These were painted not simply to please the friars but as an aid to their spiritual growth, and they make San Marco a little school of theology. Take just two of the pictures, which represent two great stages of salvation: The first is large and greets visitors as they climb the convent stairs. It is the famous Annunciation scene, where a series of arches mirrors the cloister and frames the encounter between Gabriel and Mary. Two figures bow towards each other in acceptance of God’s Will. Each is framed separately, and between them lies the future of the world. Recalling it, the cultural critic George Steiner describes a “’terrible beauty’ or gravity breaking into the small house of our cautionary being. If we have heard rightly the wing-beat and provocation of that visit, the house is no longer habitable in the same way as it was before.”

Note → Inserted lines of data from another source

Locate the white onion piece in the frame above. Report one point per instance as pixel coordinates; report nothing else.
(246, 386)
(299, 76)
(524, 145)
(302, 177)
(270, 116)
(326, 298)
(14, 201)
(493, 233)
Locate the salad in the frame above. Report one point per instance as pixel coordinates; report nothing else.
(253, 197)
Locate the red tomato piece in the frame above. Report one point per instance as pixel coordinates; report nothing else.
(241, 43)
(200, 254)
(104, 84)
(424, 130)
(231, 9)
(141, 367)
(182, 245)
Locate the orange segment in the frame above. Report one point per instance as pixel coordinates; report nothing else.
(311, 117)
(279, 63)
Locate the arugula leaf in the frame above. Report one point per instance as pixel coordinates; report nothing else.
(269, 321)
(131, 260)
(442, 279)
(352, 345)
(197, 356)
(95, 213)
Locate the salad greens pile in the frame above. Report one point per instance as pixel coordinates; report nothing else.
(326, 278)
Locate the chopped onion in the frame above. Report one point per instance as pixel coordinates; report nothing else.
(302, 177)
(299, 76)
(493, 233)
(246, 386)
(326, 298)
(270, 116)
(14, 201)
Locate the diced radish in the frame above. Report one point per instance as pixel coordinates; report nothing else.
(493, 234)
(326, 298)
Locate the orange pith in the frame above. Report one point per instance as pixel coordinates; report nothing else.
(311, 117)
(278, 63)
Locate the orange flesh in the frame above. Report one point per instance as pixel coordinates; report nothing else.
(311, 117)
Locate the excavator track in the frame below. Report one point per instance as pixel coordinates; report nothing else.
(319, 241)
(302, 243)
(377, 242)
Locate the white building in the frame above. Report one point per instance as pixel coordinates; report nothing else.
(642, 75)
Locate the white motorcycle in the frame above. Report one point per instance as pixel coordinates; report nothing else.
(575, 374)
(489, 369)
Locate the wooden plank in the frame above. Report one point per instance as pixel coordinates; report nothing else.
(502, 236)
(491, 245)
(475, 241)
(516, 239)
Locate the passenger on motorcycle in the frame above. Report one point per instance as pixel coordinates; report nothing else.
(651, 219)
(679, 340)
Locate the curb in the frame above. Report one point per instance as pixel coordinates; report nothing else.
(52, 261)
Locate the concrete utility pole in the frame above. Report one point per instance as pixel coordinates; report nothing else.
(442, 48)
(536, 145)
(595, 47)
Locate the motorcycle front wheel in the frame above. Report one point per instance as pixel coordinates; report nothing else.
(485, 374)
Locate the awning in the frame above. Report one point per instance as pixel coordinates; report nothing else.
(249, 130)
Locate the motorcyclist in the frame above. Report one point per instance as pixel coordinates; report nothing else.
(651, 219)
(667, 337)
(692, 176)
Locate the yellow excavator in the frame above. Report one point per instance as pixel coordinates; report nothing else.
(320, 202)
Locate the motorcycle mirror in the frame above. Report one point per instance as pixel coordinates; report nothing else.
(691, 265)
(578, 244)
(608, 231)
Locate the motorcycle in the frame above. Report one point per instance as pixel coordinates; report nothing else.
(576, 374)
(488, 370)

The second painting is a Resurrection scene – again, an image of God’s communication to a woman. Mary Magdalene, who has remained at the tomb while her companions have rejoined their friends, is the first disciple to see the risen Lord. Like Mary at the Annunciation she becomes a privileged witness of the Good News – the news of Jesus being “born” from the dead. The arches here are formed by trees and tomb, and she kneels to embrace her Lord, who tells her she must not yet cling to him… She must carry this news to her brothers and sisters, telling them, “I am ascending to my Father and your Father, to my God and your God.” The great work of salvation is complete.